À l’issue d’une réunion du National Wage Consultative Council (NWCC), hier, les syndicalistes n’affichaient pas la satisfaction. Pour le président de la Fédération des Syndicats du Secteur public et de la All Employees Confederation, Rashid Imrith, « le problème reste entier car il y a eu divergence autour du montant du salaire minimum ». Si selon lui, le salaire minimum ne devrait pas être en dessous de Rs 10 000, le président du Conseil des Syndicats, Dewan Quedou, estime qu’il devrait se situer entre Rs 11 000 et Rs 12 000. Beejaye Appanna indique pour sa part que « les diverses options sont toujours à l’étude ; le rapport devrait être soumis au GM fin octobre ».
« Depuis le début des travaux, le directeur du NWCC a parlé de Rs 8 000 à Rs 8 500 et les sous-comités ont eu comme directive de travailler sur ces chiffres. Tout indique qu’on va vers ce montant », estime-t-il. Pour le président de la All Employees Confederation, « le salaire minimum ne devrait pas être de moins de Rs 10 000. D’après la National Wage Consultative Act, il nous faut prendre une fraction du salaire médian pour obtenir un salaire minimum. Or, d’après le Bureau des Statistiques, à décembre 2016, le salaire médian était de Rs 12 500. La loi veut qu’on prenne un pourcentage de ce salaire médian mais elle ne précise pas quel pourcentage. Nous, nous avons pris 80 % de Rs 12 500, qui nous fait Rs 10 000. Et, nous n’avons pas tort car Pravind Jugnauth a introduit dans le dernier Budget le concept de Negative Income Tax où l’État viendra en aide à tout employé qui perçoit moins de Rs 10 000. C’est un soutien qui prendra effet à partir de 2018 et le salaire de ceux qui perçoivent moins de Rs 10 000 en sera rapproché ». Rashid Imrith observe d’autre part que « les patrons n’ont jusqu’ici avancé aucun chiffre qu’ils pourront payer à leurs employés ».

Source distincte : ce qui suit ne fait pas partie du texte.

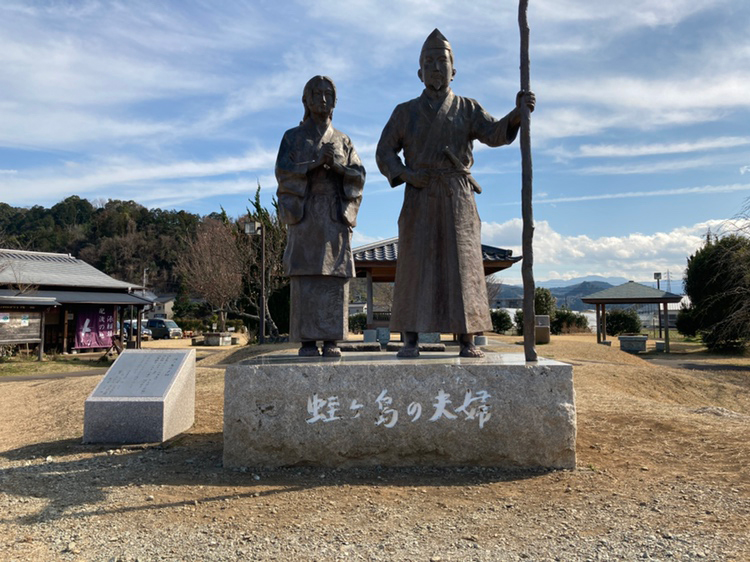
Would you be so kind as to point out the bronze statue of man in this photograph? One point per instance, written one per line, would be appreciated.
(440, 282)
(320, 181)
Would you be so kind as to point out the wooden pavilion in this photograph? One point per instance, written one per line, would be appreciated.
(629, 293)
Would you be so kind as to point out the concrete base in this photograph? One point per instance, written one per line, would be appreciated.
(370, 336)
(145, 397)
(375, 409)
(217, 338)
(633, 344)
(429, 337)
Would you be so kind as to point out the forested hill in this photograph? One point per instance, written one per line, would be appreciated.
(121, 238)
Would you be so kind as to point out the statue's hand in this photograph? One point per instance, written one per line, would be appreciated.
(526, 98)
(418, 179)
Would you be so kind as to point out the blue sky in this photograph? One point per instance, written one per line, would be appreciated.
(641, 137)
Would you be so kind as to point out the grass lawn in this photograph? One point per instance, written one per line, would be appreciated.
(18, 366)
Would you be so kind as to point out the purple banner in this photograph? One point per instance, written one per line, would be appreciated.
(95, 326)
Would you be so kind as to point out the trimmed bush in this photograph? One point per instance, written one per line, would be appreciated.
(501, 321)
(567, 322)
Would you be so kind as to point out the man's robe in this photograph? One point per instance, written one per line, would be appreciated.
(440, 282)
(320, 208)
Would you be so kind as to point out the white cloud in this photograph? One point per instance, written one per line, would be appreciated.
(700, 190)
(646, 149)
(101, 177)
(635, 256)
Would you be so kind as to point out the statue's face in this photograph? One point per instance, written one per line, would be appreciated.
(321, 98)
(436, 68)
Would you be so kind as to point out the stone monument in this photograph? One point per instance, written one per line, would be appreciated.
(370, 409)
(440, 285)
(145, 397)
(320, 181)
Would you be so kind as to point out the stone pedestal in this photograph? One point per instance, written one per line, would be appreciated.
(541, 329)
(383, 336)
(145, 397)
(429, 337)
(633, 344)
(370, 336)
(375, 409)
(217, 338)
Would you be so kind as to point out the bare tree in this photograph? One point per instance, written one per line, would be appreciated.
(494, 287)
(253, 255)
(213, 265)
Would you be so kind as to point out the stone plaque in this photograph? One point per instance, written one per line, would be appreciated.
(140, 374)
(145, 397)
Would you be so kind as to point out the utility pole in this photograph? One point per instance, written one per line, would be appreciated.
(527, 267)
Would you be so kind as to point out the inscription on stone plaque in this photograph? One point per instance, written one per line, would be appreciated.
(145, 397)
(140, 375)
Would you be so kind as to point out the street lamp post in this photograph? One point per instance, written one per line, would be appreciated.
(657, 276)
(253, 229)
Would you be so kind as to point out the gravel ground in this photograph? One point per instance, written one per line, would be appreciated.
(663, 474)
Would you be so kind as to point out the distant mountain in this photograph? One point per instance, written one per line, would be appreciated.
(569, 296)
(557, 283)
(569, 293)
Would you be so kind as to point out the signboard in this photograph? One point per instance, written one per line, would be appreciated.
(20, 326)
(95, 326)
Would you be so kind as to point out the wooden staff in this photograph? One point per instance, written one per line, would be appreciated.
(527, 267)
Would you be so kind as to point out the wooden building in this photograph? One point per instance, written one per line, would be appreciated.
(74, 305)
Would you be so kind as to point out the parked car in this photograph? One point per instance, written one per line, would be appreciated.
(164, 329)
(145, 332)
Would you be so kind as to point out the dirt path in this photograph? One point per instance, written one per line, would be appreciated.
(663, 473)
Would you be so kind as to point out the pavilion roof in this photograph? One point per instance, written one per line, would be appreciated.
(631, 292)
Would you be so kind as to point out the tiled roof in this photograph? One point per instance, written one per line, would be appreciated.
(58, 270)
(632, 292)
(387, 250)
(79, 297)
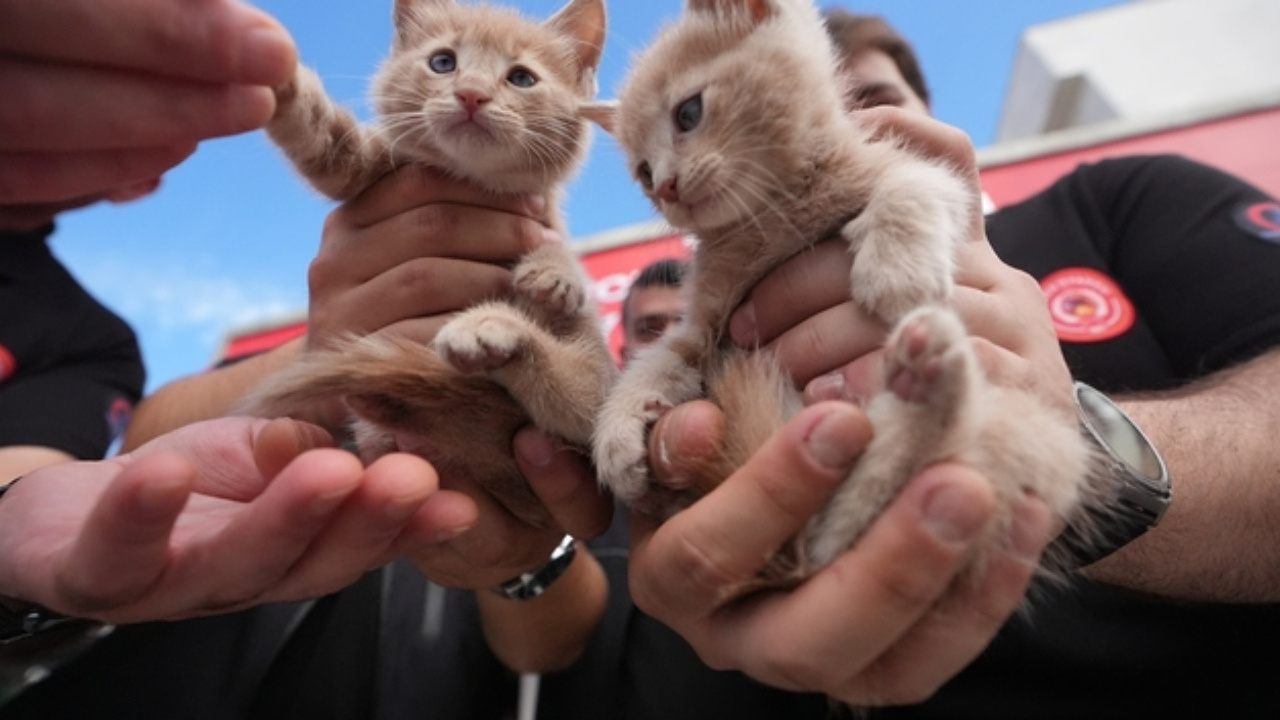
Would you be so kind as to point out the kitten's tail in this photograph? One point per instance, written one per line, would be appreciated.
(758, 397)
(394, 382)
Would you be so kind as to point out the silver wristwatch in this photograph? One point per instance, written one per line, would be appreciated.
(1134, 483)
(530, 584)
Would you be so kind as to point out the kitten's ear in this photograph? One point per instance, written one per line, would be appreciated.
(760, 9)
(603, 113)
(584, 21)
(402, 17)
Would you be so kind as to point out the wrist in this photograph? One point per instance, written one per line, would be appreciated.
(33, 639)
(530, 584)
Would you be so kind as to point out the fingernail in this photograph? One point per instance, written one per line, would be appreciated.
(830, 441)
(951, 514)
(444, 536)
(741, 326)
(826, 387)
(268, 55)
(250, 106)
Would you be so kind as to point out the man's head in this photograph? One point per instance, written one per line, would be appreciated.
(880, 60)
(653, 304)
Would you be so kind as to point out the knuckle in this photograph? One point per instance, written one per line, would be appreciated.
(437, 222)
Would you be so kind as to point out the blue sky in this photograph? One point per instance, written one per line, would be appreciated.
(227, 241)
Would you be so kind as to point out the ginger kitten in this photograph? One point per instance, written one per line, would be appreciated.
(501, 101)
(735, 127)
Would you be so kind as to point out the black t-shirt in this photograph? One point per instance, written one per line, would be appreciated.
(69, 369)
(1200, 292)
(1197, 255)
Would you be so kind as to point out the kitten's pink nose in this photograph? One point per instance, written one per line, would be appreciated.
(471, 100)
(667, 191)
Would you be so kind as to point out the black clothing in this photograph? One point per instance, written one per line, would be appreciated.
(1198, 295)
(69, 369)
(1206, 296)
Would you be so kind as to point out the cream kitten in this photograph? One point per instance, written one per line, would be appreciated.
(735, 127)
(501, 101)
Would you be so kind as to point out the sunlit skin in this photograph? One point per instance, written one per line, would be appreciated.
(650, 310)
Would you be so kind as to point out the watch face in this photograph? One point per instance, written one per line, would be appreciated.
(1115, 431)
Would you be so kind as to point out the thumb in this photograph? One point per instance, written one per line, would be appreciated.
(123, 547)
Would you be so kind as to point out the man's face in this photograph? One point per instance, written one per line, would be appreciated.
(880, 82)
(650, 310)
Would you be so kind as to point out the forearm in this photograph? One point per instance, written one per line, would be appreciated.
(21, 459)
(205, 396)
(549, 632)
(1220, 538)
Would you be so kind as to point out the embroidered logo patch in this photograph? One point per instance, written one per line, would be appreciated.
(1087, 305)
(8, 364)
(1260, 219)
(118, 415)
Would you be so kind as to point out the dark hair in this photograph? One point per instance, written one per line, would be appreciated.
(667, 272)
(854, 33)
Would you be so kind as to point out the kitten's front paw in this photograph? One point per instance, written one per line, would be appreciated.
(927, 350)
(621, 446)
(480, 341)
(891, 295)
(549, 288)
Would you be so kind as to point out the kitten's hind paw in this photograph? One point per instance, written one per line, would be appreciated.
(927, 351)
(549, 288)
(621, 449)
(480, 341)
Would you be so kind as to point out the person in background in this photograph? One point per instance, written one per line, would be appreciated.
(101, 99)
(1180, 621)
(653, 304)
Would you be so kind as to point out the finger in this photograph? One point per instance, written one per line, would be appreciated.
(282, 440)
(415, 288)
(65, 177)
(414, 186)
(705, 555)
(563, 481)
(812, 281)
(60, 108)
(827, 341)
(855, 382)
(209, 40)
(684, 441)
(357, 537)
(960, 628)
(869, 597)
(494, 550)
(252, 551)
(123, 546)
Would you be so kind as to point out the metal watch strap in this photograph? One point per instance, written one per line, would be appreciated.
(1133, 506)
(530, 584)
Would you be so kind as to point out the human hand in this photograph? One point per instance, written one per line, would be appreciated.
(803, 310)
(414, 249)
(498, 546)
(886, 623)
(103, 96)
(213, 518)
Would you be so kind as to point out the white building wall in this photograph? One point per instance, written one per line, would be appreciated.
(1139, 60)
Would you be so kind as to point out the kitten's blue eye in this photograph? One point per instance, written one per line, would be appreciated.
(443, 63)
(645, 173)
(521, 77)
(689, 113)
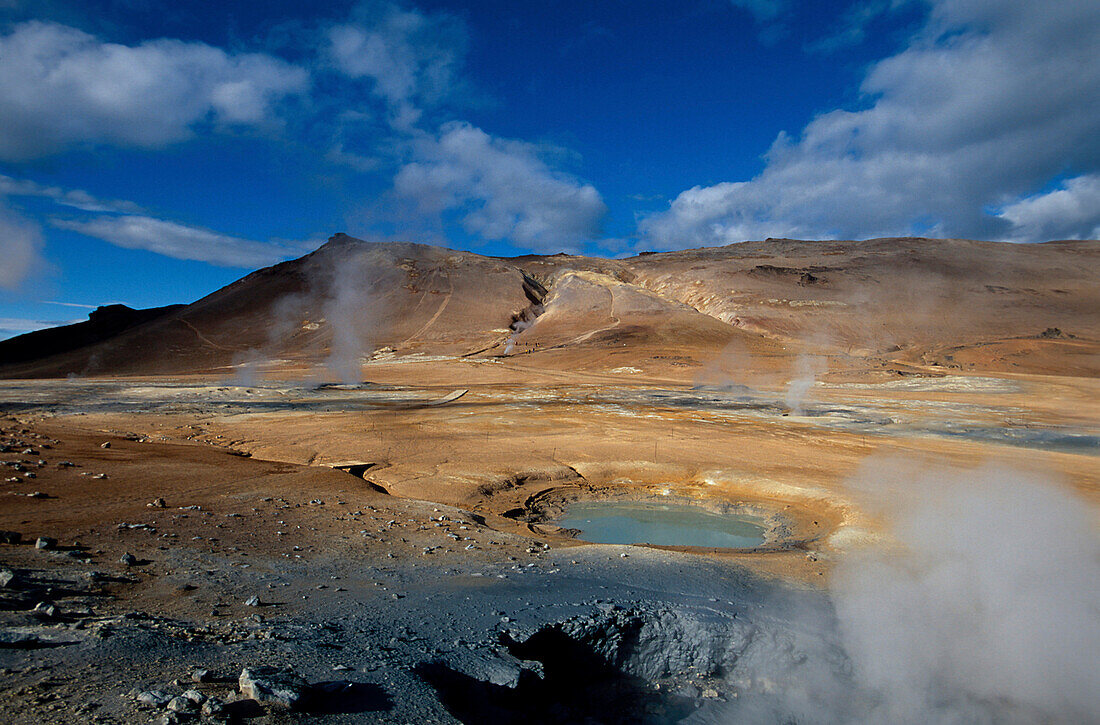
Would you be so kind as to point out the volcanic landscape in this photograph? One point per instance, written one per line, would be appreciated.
(345, 489)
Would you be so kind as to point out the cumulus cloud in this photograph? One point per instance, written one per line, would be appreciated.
(411, 58)
(179, 241)
(1070, 211)
(20, 248)
(499, 188)
(990, 101)
(61, 87)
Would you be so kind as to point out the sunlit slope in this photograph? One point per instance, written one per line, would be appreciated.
(935, 304)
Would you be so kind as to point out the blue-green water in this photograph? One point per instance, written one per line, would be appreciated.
(633, 522)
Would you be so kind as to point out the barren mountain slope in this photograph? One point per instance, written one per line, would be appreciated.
(978, 306)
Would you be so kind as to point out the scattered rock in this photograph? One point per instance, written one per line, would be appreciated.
(182, 704)
(213, 707)
(45, 611)
(154, 698)
(268, 684)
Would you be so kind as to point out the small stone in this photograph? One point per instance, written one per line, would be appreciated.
(268, 684)
(45, 610)
(213, 707)
(154, 698)
(180, 704)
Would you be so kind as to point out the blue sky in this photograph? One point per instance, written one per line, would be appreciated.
(152, 152)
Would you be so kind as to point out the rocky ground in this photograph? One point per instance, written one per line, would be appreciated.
(149, 581)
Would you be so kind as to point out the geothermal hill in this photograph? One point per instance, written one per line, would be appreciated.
(883, 303)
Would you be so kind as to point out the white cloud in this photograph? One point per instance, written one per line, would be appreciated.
(1070, 211)
(13, 326)
(501, 189)
(180, 241)
(61, 87)
(410, 57)
(75, 198)
(20, 248)
(989, 102)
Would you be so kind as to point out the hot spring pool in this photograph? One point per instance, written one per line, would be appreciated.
(635, 522)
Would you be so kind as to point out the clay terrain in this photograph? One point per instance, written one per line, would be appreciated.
(334, 491)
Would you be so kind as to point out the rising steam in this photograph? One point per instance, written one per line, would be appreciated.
(983, 608)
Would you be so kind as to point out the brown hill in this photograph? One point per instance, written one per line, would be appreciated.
(980, 306)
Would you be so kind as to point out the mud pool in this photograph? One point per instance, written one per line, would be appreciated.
(634, 522)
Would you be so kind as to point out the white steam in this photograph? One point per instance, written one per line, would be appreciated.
(982, 607)
(806, 370)
(989, 607)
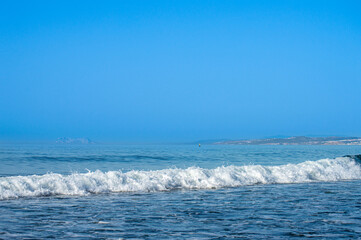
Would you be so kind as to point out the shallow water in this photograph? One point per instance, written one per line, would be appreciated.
(322, 198)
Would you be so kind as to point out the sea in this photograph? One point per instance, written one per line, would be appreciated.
(104, 191)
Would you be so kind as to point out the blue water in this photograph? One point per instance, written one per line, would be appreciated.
(179, 192)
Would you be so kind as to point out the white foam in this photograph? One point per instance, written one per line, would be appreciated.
(170, 179)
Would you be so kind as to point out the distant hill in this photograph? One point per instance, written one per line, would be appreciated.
(66, 140)
(299, 140)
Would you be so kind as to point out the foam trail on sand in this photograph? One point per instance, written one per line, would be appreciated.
(343, 168)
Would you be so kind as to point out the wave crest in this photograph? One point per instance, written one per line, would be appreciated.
(344, 168)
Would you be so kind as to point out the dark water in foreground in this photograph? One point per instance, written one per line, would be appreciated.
(261, 192)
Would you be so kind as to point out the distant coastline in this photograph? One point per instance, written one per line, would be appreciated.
(297, 140)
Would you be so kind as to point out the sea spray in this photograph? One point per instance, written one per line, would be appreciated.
(344, 168)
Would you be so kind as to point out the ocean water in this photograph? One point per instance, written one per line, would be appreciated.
(179, 192)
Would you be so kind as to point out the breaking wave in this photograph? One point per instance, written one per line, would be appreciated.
(343, 168)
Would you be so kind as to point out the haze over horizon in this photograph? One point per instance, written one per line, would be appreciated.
(169, 71)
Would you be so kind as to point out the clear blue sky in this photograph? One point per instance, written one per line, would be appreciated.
(179, 70)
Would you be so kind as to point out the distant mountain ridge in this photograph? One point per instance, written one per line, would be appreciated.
(297, 140)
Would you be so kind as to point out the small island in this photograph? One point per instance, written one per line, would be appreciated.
(298, 140)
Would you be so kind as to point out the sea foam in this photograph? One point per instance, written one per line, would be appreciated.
(344, 168)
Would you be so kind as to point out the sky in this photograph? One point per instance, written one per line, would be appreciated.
(179, 70)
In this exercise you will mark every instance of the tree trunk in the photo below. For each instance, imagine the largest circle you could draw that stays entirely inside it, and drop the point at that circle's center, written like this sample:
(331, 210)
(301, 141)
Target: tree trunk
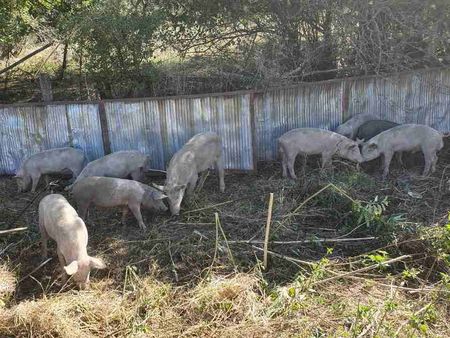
(46, 87)
(64, 65)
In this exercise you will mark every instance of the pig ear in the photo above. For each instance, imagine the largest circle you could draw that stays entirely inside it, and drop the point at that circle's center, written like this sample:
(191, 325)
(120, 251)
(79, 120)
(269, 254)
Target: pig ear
(96, 263)
(72, 268)
(160, 197)
(157, 187)
(181, 187)
(188, 156)
(156, 195)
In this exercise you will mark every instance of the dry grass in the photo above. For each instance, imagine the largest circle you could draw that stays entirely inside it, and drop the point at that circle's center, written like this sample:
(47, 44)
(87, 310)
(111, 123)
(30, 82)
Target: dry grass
(179, 278)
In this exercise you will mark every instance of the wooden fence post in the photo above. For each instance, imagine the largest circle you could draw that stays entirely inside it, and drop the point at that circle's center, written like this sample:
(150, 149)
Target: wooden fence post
(104, 127)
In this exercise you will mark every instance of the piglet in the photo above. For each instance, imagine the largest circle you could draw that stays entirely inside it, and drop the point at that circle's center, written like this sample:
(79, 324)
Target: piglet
(59, 220)
(313, 141)
(53, 161)
(120, 164)
(115, 192)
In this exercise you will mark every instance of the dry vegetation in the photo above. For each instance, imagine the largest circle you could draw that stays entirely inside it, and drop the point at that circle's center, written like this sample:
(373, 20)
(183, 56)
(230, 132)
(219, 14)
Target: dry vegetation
(193, 275)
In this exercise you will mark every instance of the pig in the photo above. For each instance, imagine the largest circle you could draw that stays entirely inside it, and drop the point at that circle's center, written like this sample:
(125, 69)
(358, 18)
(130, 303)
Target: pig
(406, 137)
(116, 192)
(311, 141)
(53, 161)
(59, 220)
(197, 155)
(120, 164)
(350, 127)
(372, 128)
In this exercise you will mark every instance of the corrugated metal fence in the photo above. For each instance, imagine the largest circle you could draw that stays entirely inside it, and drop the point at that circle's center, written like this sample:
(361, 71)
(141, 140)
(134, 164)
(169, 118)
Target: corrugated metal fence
(249, 122)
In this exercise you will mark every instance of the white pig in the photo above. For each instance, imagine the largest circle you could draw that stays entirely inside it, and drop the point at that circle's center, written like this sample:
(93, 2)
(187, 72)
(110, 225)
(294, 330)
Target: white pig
(109, 192)
(313, 141)
(200, 153)
(53, 161)
(120, 164)
(350, 127)
(406, 137)
(59, 220)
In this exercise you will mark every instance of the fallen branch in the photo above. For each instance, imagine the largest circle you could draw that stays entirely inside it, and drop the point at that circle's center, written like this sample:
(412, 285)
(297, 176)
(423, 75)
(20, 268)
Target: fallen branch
(319, 240)
(208, 207)
(367, 268)
(290, 259)
(2, 232)
(36, 269)
(266, 238)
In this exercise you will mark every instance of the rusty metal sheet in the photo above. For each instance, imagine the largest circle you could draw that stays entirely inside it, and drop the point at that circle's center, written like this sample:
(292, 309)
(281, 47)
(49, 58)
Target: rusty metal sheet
(26, 130)
(161, 127)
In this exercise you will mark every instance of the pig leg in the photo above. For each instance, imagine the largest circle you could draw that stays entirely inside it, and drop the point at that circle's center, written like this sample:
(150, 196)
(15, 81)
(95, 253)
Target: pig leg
(387, 158)
(429, 159)
(136, 211)
(283, 164)
(191, 185)
(433, 163)
(35, 179)
(290, 164)
(75, 172)
(400, 158)
(326, 160)
(124, 214)
(138, 174)
(62, 264)
(47, 180)
(220, 173)
(305, 160)
(44, 239)
(82, 208)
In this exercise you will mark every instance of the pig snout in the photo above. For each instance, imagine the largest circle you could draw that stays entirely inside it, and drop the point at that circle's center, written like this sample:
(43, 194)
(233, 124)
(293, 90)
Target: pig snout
(84, 286)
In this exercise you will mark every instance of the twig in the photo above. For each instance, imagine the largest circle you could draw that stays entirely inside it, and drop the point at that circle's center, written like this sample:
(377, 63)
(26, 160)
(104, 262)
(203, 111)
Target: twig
(34, 270)
(174, 270)
(216, 216)
(2, 232)
(266, 238)
(290, 259)
(367, 268)
(320, 240)
(208, 207)
(215, 248)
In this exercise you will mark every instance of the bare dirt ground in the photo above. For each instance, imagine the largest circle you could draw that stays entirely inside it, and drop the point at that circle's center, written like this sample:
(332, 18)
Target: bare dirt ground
(207, 236)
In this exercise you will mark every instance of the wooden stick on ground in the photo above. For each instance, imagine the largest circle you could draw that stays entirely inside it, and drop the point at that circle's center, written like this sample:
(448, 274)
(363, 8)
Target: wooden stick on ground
(305, 241)
(266, 238)
(2, 232)
(34, 270)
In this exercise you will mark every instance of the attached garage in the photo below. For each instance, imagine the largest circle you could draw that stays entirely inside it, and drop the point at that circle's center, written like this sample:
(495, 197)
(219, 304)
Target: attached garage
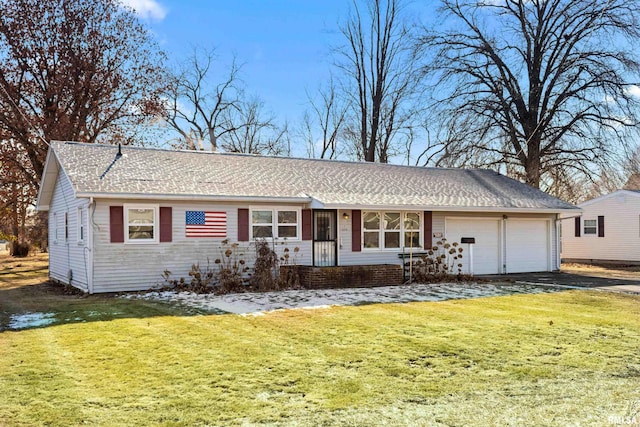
(528, 247)
(515, 245)
(486, 250)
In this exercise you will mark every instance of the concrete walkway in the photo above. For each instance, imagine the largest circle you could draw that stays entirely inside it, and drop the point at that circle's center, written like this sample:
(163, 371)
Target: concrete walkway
(569, 280)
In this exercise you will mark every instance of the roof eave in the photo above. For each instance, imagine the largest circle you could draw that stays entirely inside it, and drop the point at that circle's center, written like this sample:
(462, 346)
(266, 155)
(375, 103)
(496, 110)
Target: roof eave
(47, 182)
(194, 197)
(493, 209)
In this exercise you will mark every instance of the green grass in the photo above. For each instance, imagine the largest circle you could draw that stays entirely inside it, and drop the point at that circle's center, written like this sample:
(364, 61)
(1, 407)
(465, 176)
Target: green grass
(547, 359)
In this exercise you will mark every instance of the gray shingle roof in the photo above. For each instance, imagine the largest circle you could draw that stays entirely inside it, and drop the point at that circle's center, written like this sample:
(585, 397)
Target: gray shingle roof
(95, 170)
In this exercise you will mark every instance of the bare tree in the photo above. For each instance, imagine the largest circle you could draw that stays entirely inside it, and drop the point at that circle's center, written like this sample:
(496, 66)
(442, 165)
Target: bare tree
(380, 74)
(540, 88)
(327, 115)
(72, 70)
(258, 134)
(203, 105)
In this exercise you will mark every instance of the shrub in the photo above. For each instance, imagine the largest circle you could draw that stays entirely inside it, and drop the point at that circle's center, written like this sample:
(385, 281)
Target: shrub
(231, 268)
(265, 268)
(442, 262)
(229, 272)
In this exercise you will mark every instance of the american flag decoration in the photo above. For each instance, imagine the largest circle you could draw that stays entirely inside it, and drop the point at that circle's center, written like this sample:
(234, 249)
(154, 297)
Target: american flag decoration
(206, 224)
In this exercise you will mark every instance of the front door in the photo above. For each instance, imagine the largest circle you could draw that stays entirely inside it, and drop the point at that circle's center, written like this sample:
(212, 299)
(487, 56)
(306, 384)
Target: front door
(325, 234)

Il avance que les deux sous-comités du NWCC, soit Pay Component et Finance and Economic Issues, « travaillent d’après le chiffre de Rs 8 500 ». Il regrette qu’un consensus n’ait pu être atteint hier lors de la réunion du NWCC. « Le directeur du NWCC laisse voir que le chiffre de Rs 8 500 est hypothétique, mais on aurait dû travailler sur un autre chiffre hypothétique de Rs 10 000. Si le salaire minimum est de Rs 8 500, une personne qui touche Rs 8 500 n’aura rien. Nous ne sommes pas d’accord que les bonus d’un employé soient intégrés dans son salaire. Il faut se baser seulement sur le salaire recommandé, par exemple Rs 6 000 ou Rs 7 000, sans les bonus ».
Autre point soulevé par les syndicalistes hier : un décalage qui sera engendré suite à l’introduction du salaire minimum. Rashid Imrith est d’avis qu’il importe de revoir tous les salaires des employés après l’introduction du salaire minimum car « il y aura un décalage dans la relativité entre celui qui touchait par exemple Rs 6 000 et celui qui a plus de responsabilité et qui touchait Rs 11 000. Si le premier touche Rs 10 000 après le salaire minimum, le second touchera toujours Rs 11 000 ».
De son côté, Dewan Quedou, président du MTUC, estime que le salaire minimum devrait se situer entre Rs 11 000 et Rs 12 000. « Le coût de la vie n’a cessé d’augmenter les cinq dernières années et le gouvernement n’a pas revu les salaires à 100 %. Au niveau du Conseil des Syndicats, nous étudierons la question cette semaine ».
Le directeur du NWCC, Beejaye Appana, indique que le comité est au stade de rédaction et que le rapport devrait être fin prêt fin octobre pour être remis au gouvernement. « Nous avons encore d’autres réunions et d’autres sous-comités. Nous travaillons d’arrache-pied ».